Bei der Einführung eines elektronischen Zahlungsmittels ist zunächst zu prüfen, welche Anforderungen zu erfüllen sind. Der wichtigste Punkt, den auch ,hartes" Geld zu genügen hat, ist die Integrität. Geld hat fälschungs- und verfälschungssicher zu sein, damit es nicht zwecks persönlicher Bereicherung vervielfältigt oder umgemünzt, also aufgewertet werden kann.
Ein weiteres Schlagwort ist Anonymität. Dem Kunden darf nicht auferlegt werden, für jede Transaktion seine Identität preisgeben zu müssen. Es wäre sonst die Möglichkeit gegeben, Rückschlüsse auf das Kaufverhalten zu schließen. Er würde zum gläsernen Menschen degradiert.

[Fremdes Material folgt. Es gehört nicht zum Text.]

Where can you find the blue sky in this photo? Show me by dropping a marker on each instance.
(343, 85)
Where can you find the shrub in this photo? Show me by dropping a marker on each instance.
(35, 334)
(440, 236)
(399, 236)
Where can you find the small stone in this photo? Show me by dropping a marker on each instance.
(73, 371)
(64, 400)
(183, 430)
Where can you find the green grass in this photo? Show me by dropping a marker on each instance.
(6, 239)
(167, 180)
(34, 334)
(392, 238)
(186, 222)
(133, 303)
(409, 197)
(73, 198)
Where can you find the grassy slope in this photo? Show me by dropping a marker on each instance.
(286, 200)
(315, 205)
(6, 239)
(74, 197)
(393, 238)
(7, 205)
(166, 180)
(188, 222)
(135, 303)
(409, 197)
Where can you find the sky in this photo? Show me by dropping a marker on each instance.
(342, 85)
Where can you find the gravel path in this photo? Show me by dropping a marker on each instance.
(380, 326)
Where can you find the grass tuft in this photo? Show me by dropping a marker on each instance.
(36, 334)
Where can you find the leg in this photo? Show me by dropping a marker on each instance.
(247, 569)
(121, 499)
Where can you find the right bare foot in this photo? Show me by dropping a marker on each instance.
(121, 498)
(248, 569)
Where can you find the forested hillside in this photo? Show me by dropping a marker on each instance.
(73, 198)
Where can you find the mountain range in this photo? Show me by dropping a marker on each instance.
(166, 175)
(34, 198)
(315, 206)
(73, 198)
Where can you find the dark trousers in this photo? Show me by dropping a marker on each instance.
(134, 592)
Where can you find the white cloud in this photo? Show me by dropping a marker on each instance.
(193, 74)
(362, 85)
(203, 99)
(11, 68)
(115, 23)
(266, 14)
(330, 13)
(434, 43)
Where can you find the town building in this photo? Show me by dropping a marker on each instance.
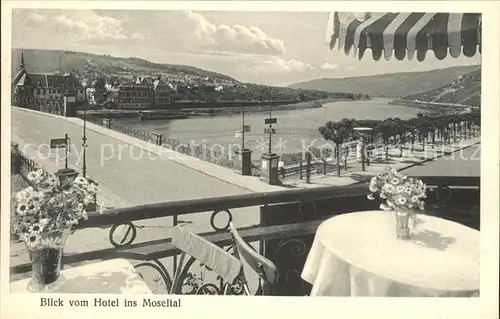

Dieses ist aus Datenschutzgründen vehement abzulehnen.
Die Authentizität der Handelspartner ist sicherzustellen. So ist z.B. bei einem Kreditkartenbasiertem System (siehe dazu 3.1) zu gewährleisten, daß nur der Karteninhaber dieselbe belastet und nicht gestohlene Kreditkarteninformationen verwendet werden. Die Punkte Anonymität und Authentizität scheinen sich zunächst auszuschließen, in 3.1 werden jedoch Systeme vorgestellt, die diesen Spagat vollführen können.
Mit einem elektronischen Zahlungsmittel müssen auch kleinste Transaktionen rentabel durch geführt werden können. Der Fachbegriff für diese Eigenschaft ist Micropayment. In diesen Bereich fallen Beträge von Pfennigbruchteilen bis zu 50 DM.
Ein Kriterium, welches für die Akzeptanz eines Systems von großer Bedeutung ist, ist die Bequemlichkeit, mit der es zu bedienen ist. Undurchsichtige und komplizierte Verfahren werden von der Kundschaft ignoriert. Elektronische Zahlungsmittel müssen ebenso einfach, wenn nicht leichter als herkömmliche Zahlungsmittel zu benutzen sein.
Hier noch einmal kurz die Zusammenfassung der Schlagworte: Im Anschluß findet eine Aufzählung und Beschreibung von bestehenden Verfahren statt, die auf Erfüllung dieser Punkte hin untersucht werden sollen.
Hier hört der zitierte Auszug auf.